The symptoms of crack cocaine use are not clearly defined since most crack addicts show symptoms that are consistent with other forms of addiction and mental illness. Crack addicts often have obsessive thoughts and cravings for the drug, yet they attempt to hold their addiction in secrecy. Like with other drug addicts, crack addicts may spend lots of money, sell their belongings, or steal to support their habits. Some of the most visible signs of crack addiction include the following:
– Change in skin color such that the skin becomes pale
– Burns and blisters on the lips and fingers or in the mouth and throat
– Degrading oral hygiene, such as with the loss of teeth
– Changes in eating habits and weight loss due to a loss of appetite
– Anxiety and high energy levels that may lead to rapid speech
– Mood swings and impulsive behaviors
– Vomiting, insomnia, and restlessness
– Rapid heart beats, tremors, and sweating
– Dilated pupils
– Social isolation and poor work or school performance
– Neglect of normal activities and unusual absences
– Possession of paraphernalia, such as glass pipes, glass vials, or burned spoons, cans and aluminum foil

Some of the signs of crack addiction that are not necessarily visible, but experienced by crack users include the following:
– Nausea, headaches, and sore throat
– Paranoia, hallucinations, and confusion
– Increased heart rate and blood pressure
– Respiratory problems and lung damage
– Collapsed nasal septum and damage to the mucous membranes

The Need for Treatment

It is imperative that crack addicts seek treatment for their condition. While crack use has shown a decline, the number of people seeking treatment for crack cocaine has increased. There are different types of treatment programs available to crack addicts that may be tailored to suit an individual’s specific needs. Some treatment methods, such as detoxification, will address physical dependencies, but not psychological dependencies. Short-term inpatient and residential programs provide a 12-step approach to recovery. Long-term residential programs address recovery, and they also provide addicts with the types of life skills that will be necessary to cope with society following recovery. Outpatient programs provide group therapy for addicts who have good support systems. In addition to addressing psychological and physical dependencies upon crack cocaine, treatment programs will also have to address the symptoms of withdrawal from crack use. In some cases, a crack addict may have to rely upon more than one type of treatment throughout recovery.

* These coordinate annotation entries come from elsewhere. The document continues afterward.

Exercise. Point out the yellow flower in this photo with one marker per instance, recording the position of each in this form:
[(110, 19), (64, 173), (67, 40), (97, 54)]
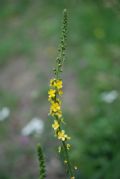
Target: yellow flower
[(54, 107), (58, 114), (75, 167), (61, 135), (58, 84), (59, 149), (68, 146), (51, 93), (65, 161), (52, 82), (67, 137), (60, 92), (55, 125)]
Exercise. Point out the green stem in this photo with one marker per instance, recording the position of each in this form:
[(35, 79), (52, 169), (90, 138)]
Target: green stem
[(68, 160)]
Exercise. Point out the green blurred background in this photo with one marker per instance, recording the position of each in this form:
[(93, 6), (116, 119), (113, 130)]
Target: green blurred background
[(29, 37)]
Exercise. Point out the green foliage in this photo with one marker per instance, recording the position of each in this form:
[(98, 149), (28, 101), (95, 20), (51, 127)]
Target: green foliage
[(41, 162)]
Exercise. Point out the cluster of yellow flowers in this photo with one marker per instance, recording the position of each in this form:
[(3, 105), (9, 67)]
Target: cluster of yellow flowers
[(54, 94)]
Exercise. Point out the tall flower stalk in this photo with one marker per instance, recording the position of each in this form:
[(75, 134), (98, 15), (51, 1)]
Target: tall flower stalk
[(54, 96)]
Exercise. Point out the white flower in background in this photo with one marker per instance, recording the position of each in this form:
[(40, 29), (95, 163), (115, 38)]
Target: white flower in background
[(109, 97), (36, 125), (4, 113)]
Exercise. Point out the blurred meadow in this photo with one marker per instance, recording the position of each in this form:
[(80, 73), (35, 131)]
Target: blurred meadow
[(29, 38)]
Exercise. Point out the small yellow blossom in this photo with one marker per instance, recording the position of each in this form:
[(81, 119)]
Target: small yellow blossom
[(67, 137), (59, 84), (58, 114), (51, 93), (68, 146), (55, 107), (55, 125), (60, 92), (52, 82), (65, 161), (62, 135), (75, 167), (59, 149)]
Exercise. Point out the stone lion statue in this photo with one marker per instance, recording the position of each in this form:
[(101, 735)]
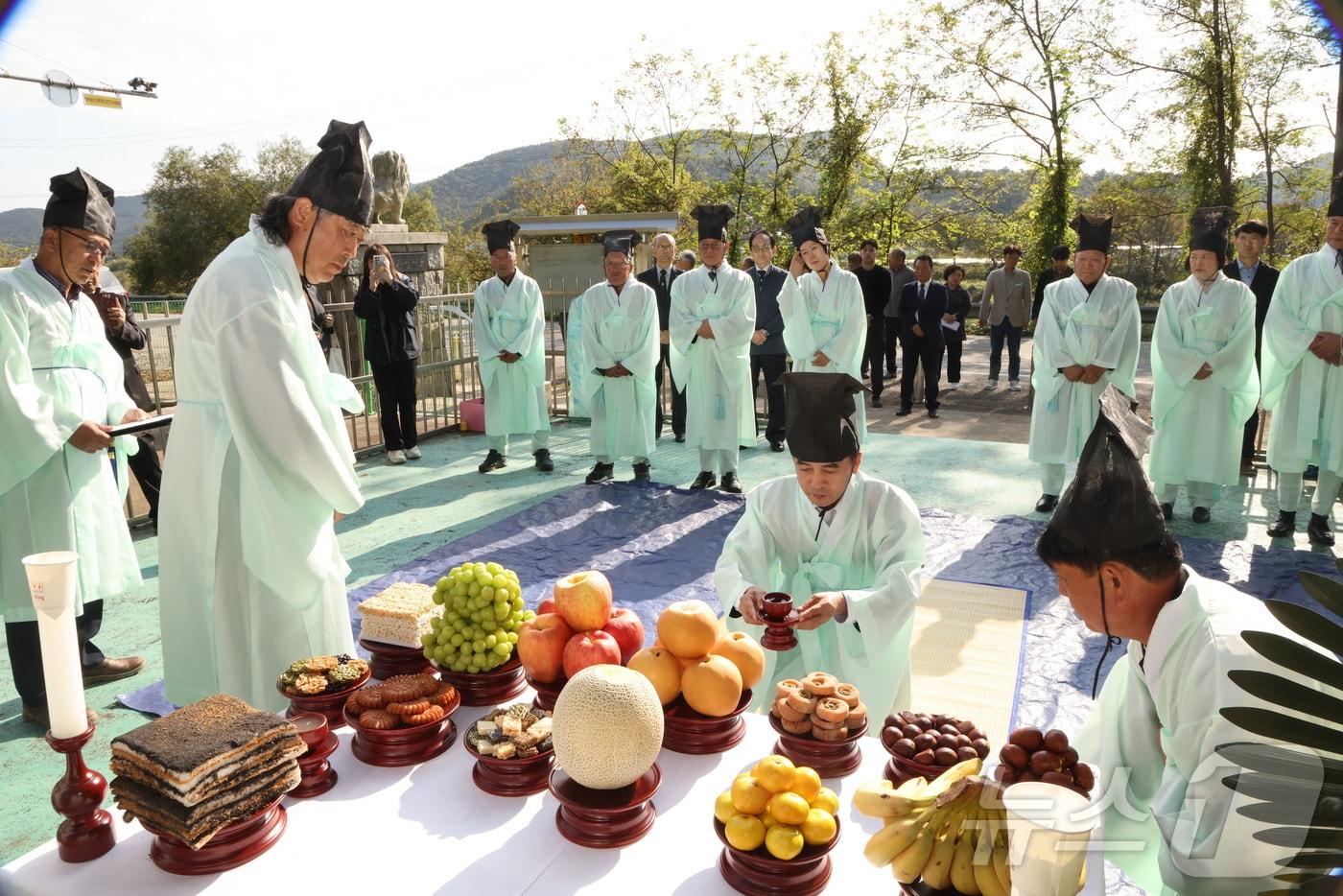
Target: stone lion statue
[(391, 183)]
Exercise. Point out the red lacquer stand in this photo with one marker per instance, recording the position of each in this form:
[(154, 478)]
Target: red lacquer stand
[(547, 694), (328, 704), (779, 617), (512, 777), (389, 660), (487, 688), (604, 818), (86, 832), (318, 774), (403, 745), (235, 845), (829, 758), (687, 731), (759, 873)]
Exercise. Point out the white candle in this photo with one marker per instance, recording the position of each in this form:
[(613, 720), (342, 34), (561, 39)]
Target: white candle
[(51, 579)]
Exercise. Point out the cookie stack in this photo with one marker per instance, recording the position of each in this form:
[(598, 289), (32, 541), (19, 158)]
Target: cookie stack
[(819, 705), (402, 701), (203, 767)]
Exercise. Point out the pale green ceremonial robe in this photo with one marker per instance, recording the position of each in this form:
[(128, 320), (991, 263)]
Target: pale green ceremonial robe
[(621, 328), (57, 369), (826, 316), (1305, 393), (872, 550), (1201, 423), (512, 318), (251, 577), (1104, 329), (715, 373), (574, 365), (1151, 738)]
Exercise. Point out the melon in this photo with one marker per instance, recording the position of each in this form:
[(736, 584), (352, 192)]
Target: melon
[(689, 627), (607, 727), (714, 687)]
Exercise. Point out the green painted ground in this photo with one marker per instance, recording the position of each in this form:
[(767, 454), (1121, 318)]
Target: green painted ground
[(415, 508)]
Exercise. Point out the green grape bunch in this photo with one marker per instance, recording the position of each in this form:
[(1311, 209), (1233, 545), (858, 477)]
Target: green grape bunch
[(483, 610)]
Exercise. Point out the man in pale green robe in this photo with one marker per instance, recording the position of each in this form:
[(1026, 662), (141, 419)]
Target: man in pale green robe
[(60, 389), (1087, 338), (712, 321), (825, 321), (621, 351), (848, 547), (1167, 817), (1303, 380), (1205, 382), (251, 577), (507, 321)]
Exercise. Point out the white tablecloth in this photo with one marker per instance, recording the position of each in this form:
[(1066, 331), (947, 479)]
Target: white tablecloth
[(427, 829)]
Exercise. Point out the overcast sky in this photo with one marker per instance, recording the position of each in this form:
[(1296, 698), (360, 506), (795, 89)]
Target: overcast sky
[(442, 83)]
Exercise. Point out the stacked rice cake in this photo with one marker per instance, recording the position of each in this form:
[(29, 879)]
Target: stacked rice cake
[(200, 768), (398, 614)]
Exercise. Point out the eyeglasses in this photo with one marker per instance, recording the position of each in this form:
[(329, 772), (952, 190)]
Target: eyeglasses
[(93, 246)]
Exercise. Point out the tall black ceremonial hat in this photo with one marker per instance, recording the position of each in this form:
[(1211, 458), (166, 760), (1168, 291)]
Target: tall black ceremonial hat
[(81, 201), (1092, 231), (621, 241), (1209, 228), (819, 412), (499, 234), (806, 224), (340, 177), (714, 221), (1110, 506)]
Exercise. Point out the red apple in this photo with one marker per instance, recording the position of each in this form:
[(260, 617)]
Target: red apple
[(590, 649), (627, 630), (540, 647), (583, 600)]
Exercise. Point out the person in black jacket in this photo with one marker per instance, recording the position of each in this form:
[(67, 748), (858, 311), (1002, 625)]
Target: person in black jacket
[(660, 277), (922, 308), (125, 335), (767, 351), (386, 301), (1261, 278), (954, 324)]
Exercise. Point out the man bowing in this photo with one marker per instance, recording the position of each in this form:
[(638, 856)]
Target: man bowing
[(848, 547)]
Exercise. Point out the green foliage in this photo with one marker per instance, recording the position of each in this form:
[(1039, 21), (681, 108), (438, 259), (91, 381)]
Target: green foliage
[(198, 204)]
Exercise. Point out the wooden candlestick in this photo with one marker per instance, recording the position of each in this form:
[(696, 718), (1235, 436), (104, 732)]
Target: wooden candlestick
[(86, 832)]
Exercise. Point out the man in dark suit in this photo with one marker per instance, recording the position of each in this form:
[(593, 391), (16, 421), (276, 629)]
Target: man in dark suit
[(660, 277), (922, 306), (767, 351), (1261, 278)]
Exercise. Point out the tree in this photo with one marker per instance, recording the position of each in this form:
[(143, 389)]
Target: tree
[(198, 204)]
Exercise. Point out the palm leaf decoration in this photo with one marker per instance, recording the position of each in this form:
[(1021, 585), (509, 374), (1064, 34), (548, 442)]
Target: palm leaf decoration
[(1291, 782)]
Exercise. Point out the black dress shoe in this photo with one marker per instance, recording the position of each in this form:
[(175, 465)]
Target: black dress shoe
[(1284, 526), (1319, 531), (601, 473)]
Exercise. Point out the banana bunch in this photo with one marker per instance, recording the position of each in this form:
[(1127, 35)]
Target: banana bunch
[(951, 832)]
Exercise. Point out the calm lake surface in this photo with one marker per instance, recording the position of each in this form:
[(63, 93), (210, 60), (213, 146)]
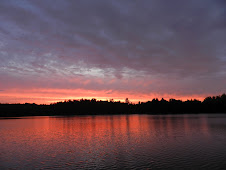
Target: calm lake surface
[(114, 142)]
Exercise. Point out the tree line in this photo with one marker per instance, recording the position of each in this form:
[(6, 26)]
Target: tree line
[(214, 104)]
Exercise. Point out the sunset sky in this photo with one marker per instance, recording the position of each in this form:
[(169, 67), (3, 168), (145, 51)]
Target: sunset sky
[(52, 50)]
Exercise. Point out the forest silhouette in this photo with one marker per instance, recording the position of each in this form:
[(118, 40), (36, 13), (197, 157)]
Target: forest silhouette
[(214, 104)]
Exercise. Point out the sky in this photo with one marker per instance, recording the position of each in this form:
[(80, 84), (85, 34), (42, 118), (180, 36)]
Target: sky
[(55, 50)]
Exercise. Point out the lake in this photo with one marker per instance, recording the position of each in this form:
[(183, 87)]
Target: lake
[(114, 142)]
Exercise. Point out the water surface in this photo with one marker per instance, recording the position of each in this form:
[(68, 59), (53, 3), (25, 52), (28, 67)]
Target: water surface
[(114, 142)]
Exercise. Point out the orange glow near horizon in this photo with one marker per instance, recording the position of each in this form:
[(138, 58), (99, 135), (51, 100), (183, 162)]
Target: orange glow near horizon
[(47, 96)]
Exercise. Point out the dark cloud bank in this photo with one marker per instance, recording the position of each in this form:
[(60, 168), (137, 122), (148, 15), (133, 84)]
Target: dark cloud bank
[(178, 46)]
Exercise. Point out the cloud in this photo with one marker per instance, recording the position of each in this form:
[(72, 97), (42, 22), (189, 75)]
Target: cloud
[(149, 46)]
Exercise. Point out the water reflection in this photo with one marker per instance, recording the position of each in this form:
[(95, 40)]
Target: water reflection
[(123, 141)]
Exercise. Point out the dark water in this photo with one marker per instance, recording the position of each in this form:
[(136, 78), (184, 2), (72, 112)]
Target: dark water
[(114, 142)]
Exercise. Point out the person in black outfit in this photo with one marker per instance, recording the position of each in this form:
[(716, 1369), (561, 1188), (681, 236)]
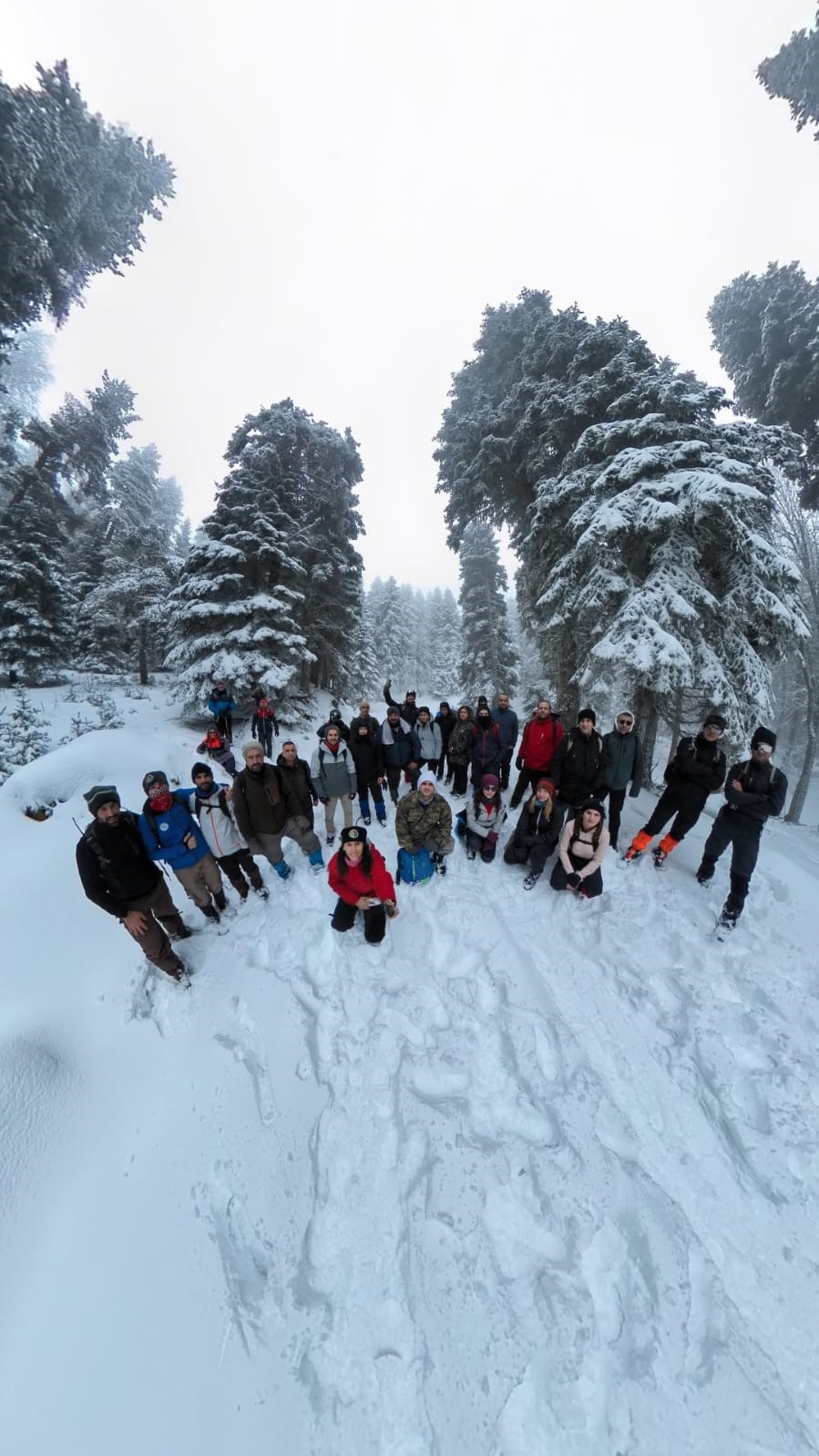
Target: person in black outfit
[(697, 769), (755, 792), (578, 766), (118, 875)]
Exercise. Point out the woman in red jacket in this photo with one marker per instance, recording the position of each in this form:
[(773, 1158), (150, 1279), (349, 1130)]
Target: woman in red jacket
[(362, 881)]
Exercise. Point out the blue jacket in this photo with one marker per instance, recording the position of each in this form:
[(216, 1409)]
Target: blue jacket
[(163, 835), (225, 704)]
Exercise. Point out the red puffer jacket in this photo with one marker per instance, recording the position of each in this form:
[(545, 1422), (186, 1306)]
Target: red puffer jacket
[(356, 882)]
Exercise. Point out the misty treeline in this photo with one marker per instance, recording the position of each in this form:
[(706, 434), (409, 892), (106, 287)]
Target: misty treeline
[(665, 534)]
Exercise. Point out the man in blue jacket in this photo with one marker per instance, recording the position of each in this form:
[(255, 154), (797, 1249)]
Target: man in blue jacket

The Most Vulnerable To Crack

Data suggests that the most vulnerable population to crack use and addiction are young adults aged 18 to 25. Crack use is more prevalent in cities and urban areas than suburban areas. The areas with the highest death rates for cocaine use include:
– New York City
– Newark, New Jersey
– Detroit, Michigan
– Boston, Massachusetts
– Baltimore, Maryland
– Philadelphia, Pennsylvania
– Texas

Relative to ethnic groups, Native Americans have the highest use rate at 2% of the Native American population, Asians show the lowest use rate at 0.2%. African Americans show the second largest use rate at 1.6% while Whites and Latinos show 0.8% and Pacific islanders show 0.6%. These use rates are somewhat misleading since Whites outnumber all other ethnic groups in the U.S. The use rate of 0.8% of the White population indicates that they represent the greater number of crack users.